ORANGE ROLLS 
4 (1 oz.) yeast cakes
1 1/3 c. warm water (105 to 115 degrees)
1/4 c. sugar
1/4 c. melted solid vegetable shortening
1 egg, room temperature
1 tsp. salt
3 1/4 c. all purpose flour

FILLING:

1 c. (2 sticks) butter, room temperature
1 c. sugar
1 tbsp. grated orange peel

For Dough: Crumble yeast into large bowl. Stir in water and sugar. Let stand until foamy, about 10 minutes.

Stir shortening, egg and salt into yeast mixture. Add flour 1/4 cup at a time, stirring until mixture is smooth. Grease bowl. Add dough, turning to coat entire surface. Cover and let rise in warm draft-free area until doubled in volume, about 1 1/2 hours.

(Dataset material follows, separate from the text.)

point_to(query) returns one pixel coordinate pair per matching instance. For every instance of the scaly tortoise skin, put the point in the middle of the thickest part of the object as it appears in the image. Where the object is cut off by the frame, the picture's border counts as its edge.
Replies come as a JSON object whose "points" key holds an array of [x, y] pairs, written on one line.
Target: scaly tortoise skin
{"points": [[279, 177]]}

For Filling: Beat butter and sugar to blend well. Stir in orange peel.

To Assemble: Roll dough out on generously floured surface to thickness of 3/16 inch. Spread filling evenly over dough. Roll dough up into cylinder, as for jelly roll. Cut into 1 1/2-inch-thick slices. Set each slice in paper muffin liner. Arrange on baking sheet. Cover with towel and let rise in warm draft- free area 30 minutes.

Preheat oven to 400 degrees. Bake rolls until lightly browned on top, about 12 minutes.